2.4 Study area and source of data
The study was carried out in the southwestern part of Nigeria consisting of the Lagos, Ogun, Oyo, Osun, Ondo and Ekiti States, collectively known as the South-West geographical zone of Nigeria. The area lies between the longitude 2° 311 and 6° 001E and the latitude 6° 211 and 8° 371N, with a total land area of about 77,818 km2. It is bounded in the east by the Edo and Delta States, in the north by Kwara and Kogi States, in the west by the Republic of Benin and in the south by the Gulf of Guinea. The climate of South-West Nigeria is tropical in nature and characterized by wet and dry seasons. The mean temperature ranges between 21 and 34 °C, while the annual rainfall ranges between 150 and 3000 mm. The wet season is associated with the southwestern monsoon wind from the Atlantic Ocean, while the dry season is associated with the northeastern trade wind from the Sahara Desert. The vegetation in South-West Nigeria is made up of fresh water swamp and mangrove forest at the belt, the low land in forest stretching inland to the Ogun and part of the Ondo states, with the secondary forest stretching towards the northern boundary by the derived and southern Guinea savannas (Agboola 1979).

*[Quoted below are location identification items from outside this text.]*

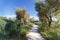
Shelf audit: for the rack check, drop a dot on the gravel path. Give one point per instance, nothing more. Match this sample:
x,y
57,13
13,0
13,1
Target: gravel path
x,y
34,35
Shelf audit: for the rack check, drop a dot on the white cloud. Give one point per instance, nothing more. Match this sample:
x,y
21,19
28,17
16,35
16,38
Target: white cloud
x,y
9,16
54,18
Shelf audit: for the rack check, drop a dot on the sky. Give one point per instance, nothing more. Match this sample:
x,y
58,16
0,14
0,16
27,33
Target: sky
x,y
8,7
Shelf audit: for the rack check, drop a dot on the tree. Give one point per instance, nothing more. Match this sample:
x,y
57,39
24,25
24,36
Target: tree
x,y
45,10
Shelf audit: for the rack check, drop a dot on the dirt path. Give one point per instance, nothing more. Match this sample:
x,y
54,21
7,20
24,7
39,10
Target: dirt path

A multistage sampling technique was used to select the respondents for the study from June to July, 2017. The first stage involved a typical case-purposive selection of three states, Ekiti, Ondo and Osun States located in the same agro-ecological area as shown in Fig 1. In the second stage, four local government areas (LGAs) were then selected from each state, based on the predominance of smallholder rice farmers in these areas, using a typical case-purposive sampling. In the third stage, five villages were randomly selected from each of the four LGAs. Following Tesfahunegn et al. (2016), at 95% confidence level and 5% margin of error, the sample size for the study was determined using the sample determination formula as described by Cochran (1977), allowing for six smallholder rice farmers to be selected from each of the 5 villages earlier selected to give 360 respondents interviewed for the study. Data were collected by means of a pre-tested, well-structured questionnaire by trained and experienced enumerators who have good knowledge of the farming systems and speak the local language in collaboration with the Agricultural Development Programme (ADP) agents in each state. Information sought were on respondents’ socio-economic characteristics, inputs and output in rice production and as well as the costs of and returns on rice production.